Didn't get on the lake today until 1130 but we put 4 fish i9n the boat. Fished with Bobby Wire (JIG) and he got his new PB this nice 49.25".


----------



## esox72 (Jul 25, 2005)

Good deal and beautiful fish. I was trying to get there today for the MI outing but ended up working 12hr. Sounds like it was a good day for almost everyone there?


----------



## LindyRigger (Apr 13, 2004)

Wow. Great job


----------



## triton175 (Feb 21, 2006)

Sounds like a great day guys! Beautiful fish.


----------



## MikeC (Jun 26, 2005)

Beautiful fish, guys. congrats on a great day.

MikeC


----------



## monte39 (Nov 24, 2011)

That is a beauty man congratulations on the PB.


----------



## crittergitter (Jun 9, 2005)

Awesome! Congrats to Jig on a great fish.


----------



## turkeyt (Apr 13, 2006)

Atta Boy for sure!!


----------



## JIG (Nov 2, 2004)

Thanks guys! Cant wait to get back on the water. This fish dam near swallowed the rear hook. It was sticking out the lower gill plate.

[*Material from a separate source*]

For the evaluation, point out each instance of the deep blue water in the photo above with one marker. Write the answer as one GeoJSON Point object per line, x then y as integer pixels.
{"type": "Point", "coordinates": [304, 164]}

Lucky for us I had a LONG pair of nose pliers and were able too clear the hooks with out any blood shed. Great thing holdin these fish and watchin them swim off. :B


----------



## Snakecharmer (Apr 9, 2008)

Very nice and pretty fish! Great job.


----------



## dtigers1984 (Jul 24, 2007)

Congrats Bobby! Awesome fish!


----------



## fishing_marshall (Jun 12, 2004)

Heck of a fish!


----------



## MuskieJim (Apr 11, 2007)

Congrats Jig on the BEAST! What a hog!!!!

We also fished Sunday. We boated two and lost a really nice fish on a custom foiled Marshad (Thanks Josh!) with only 10' of line out fishing the break line. In about 8'-9' of water the rod corked in half and was just ripping. We got the fish right to the back of the boat and it came unbuttoned with some wicked headshakes at the surface. Love it.


----------



## kirkad (Aug 19, 2006)

Very nice good job


----------